After forty days on Sinai, Moses came down with the two tablets of testimony in his hand, and something had happened to his face. The Torah's Hebrew says karan — literally, his face had "horned" or "radiated." Targum Pseudo-Jonathan on Exodus 34:29 decodes it: the visage of Moses' face shone with the splendour which had come upon him from the brightness of the glory of the Lord's Shekinah in the time of His speaking with him.
This is one of the most striking details in the entire Torah, and the Targum highlights the stranger half of it: Moses knew not. He walked down the mountain glowing, and he did not realize he was glowing. He only discovered it when Aaron and the elders flinched from him (Exodus 34:30, in the next verse).

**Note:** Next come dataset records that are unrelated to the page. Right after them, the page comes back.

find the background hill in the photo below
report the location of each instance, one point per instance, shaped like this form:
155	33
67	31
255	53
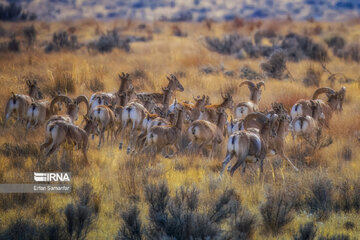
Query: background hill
196	10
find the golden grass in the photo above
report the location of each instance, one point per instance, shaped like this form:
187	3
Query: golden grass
117	178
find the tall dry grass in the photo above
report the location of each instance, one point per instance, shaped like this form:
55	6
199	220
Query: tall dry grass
119	182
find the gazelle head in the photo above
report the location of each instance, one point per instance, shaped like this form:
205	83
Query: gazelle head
34	90
91	126
227	101
125	82
72	105
200	102
255	90
174	83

The rabbis drew a moral from Moses' obliviousness: the greatest sign of true holiness is that its bearer is unaware of it. A person who knows they are radiant is already dimmer for the knowing. Moses had spent forty days so close to the divine speech that its afterglow clung to his skin, and his mind was still back in the cloud, still hearing the words, not attending to himself.
The Targum's expansion — the brightness of the glory of the Lord's Shekinah — chains four words together (brightness, glory, Shekhinah) to emphasize that what Moses carried down was not a metaphor. It was a reflection of the divine Presence, a borrowed light, soaking into the prophet like scent into cloth.
The takeaway: proximity to holiness marks a person. Moses' shining face is the Torah's way of saying that what you spend your time near — that is what eventually lights you up.